Conviértete ahora, cuando aún te sientes joven… ¡Qué difícil es rectificar cuando ha envejecido el alma!

«Felix culpa!», canta la Iglesia… Bendito error el tuyo —te repito al oído—, si te ha servido para no recaer; y también para mejor comprender y ayudar al prójimo, que no es de más baja calidad que tú.

¿Es posible —preguntas después de haber rechazado la tentación—, es posible, Señor, que yo sea… ese otro?

Voy a resumirte tu historia clínica: aquí caigo y allá me levanto…: esto último es lo importante. —Pues sigue con esa íntima pelea, aunque vayas a paso de tortuga. ¡Adelante!
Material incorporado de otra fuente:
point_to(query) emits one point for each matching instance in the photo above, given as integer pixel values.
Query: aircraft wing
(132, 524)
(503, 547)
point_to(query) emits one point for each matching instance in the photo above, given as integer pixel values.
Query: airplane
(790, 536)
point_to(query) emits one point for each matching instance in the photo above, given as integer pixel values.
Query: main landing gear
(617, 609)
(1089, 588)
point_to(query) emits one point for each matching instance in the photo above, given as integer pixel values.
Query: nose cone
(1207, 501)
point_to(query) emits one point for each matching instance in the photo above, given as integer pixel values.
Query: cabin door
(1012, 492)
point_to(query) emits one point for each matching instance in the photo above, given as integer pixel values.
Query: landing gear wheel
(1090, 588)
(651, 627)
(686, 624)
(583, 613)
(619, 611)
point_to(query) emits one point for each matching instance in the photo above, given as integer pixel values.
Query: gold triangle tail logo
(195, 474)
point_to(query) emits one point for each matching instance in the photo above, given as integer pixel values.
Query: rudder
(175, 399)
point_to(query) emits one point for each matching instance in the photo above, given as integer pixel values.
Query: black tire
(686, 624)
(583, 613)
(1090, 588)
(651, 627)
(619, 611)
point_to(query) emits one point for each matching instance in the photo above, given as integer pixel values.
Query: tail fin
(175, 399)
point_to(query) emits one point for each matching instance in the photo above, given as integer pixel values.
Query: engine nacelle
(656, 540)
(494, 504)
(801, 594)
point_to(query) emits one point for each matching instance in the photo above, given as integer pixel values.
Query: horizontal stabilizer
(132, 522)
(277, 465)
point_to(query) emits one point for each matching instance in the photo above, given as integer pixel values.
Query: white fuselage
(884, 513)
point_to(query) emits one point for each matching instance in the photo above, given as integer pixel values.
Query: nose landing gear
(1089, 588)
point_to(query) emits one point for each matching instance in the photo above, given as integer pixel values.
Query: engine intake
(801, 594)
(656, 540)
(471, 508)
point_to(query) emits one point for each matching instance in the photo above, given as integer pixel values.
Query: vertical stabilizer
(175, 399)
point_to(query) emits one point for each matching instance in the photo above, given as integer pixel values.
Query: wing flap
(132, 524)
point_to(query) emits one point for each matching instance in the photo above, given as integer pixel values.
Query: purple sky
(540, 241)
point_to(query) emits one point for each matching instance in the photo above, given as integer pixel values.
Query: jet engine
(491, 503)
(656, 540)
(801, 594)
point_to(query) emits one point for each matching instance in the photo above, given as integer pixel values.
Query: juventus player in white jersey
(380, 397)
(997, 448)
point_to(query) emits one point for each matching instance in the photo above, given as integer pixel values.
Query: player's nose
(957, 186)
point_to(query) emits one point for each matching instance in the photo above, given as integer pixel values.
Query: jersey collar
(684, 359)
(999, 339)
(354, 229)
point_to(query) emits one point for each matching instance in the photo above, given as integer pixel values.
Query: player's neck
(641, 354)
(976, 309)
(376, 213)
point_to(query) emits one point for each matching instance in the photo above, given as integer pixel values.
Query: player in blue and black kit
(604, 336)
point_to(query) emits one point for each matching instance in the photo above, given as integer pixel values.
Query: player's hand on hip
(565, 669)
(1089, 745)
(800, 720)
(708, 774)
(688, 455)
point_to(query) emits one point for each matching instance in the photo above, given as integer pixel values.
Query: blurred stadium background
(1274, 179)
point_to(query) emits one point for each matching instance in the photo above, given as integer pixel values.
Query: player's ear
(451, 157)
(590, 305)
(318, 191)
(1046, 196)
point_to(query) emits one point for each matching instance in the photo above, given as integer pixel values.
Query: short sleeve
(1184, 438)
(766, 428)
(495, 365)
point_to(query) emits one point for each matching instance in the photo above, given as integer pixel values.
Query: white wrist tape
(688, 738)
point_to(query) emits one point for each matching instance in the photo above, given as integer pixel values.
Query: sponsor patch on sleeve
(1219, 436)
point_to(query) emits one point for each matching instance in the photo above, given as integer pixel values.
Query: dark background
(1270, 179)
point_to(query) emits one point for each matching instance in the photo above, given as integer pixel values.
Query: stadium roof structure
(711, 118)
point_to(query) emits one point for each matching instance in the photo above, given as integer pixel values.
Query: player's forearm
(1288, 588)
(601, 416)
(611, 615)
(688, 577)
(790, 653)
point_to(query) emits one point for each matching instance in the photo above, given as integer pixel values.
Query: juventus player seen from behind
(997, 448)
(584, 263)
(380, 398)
—Bien sabes, hijo, hasta dónde puedes llegar, si no luchas: el abismo llama a otros abismos.

Estás avergonzado, delante de Dios y de los demás. Has descubierto en ti roña vieja y renovada: no hay instinto, ni tendencia mala, que no sientas a flor de piel… y tienes la nube de la incertidumbre en el corazón. Además, aparece la tentación cuando menos lo quieres o la esperas, cuando por fatiga afloja tu voluntad.

No sabes ya si te humilla, aunque te duele verte así… Pero que te duela por El, por Amor de El; esta contrición de amor te ayudará a permanecer vigilante, porque la pelea durará mientras vivamos.

¡Qué grandes deseos te consumen de resellar la entrega que hiciste en su momento: saberte y vivir como hijo de Dios!

—Pon en las manos del Señor tus muchas miserias e infidelidades. También, porque es el único modo de aliviar su peso.

Renovación no es relajación.

Días de retiro. Recogimiento para conocer a Dios, para conocerte y así progresar. Un tiempo necesario para descubrir en qué y cómo hay que reformarse: ¿qué he de hacer?, ¿qué debo evitar?

Que no se vuelva a repetir lo del año pasado.

—“¿Qué tal el retiro?”, te preguntaron. Y contestaste: “hemos descansado muy bien”.

Días de silencio y de gracia intensa… Oración cara a cara con Dios…

He roto en acción de gracias, al contemplar a aquellas personas, graves por los años y por la experiencia, que se abren a los toques divinos y responden como niños, ilusionadas ante la posibilidad de convertir aún su vida en algo útil…, que borre todos sus descaminos y todos sus olvidos.

—Recordando aquella escena, te he encarecido: no descuides tu lucha en la vida de piedad.

«Auxilium christianorum!» —Auxilio de los cristianos, reza con seguridad la letanía lauretana. ¿Has probado a repetir esa jaculatoria en tus trances difíciles? Si lo haces con fe, con ternura de hija o de hijo, comprobarás la eficacia de la intercesión de tu Madre Santa María, que te llevará a la victoria.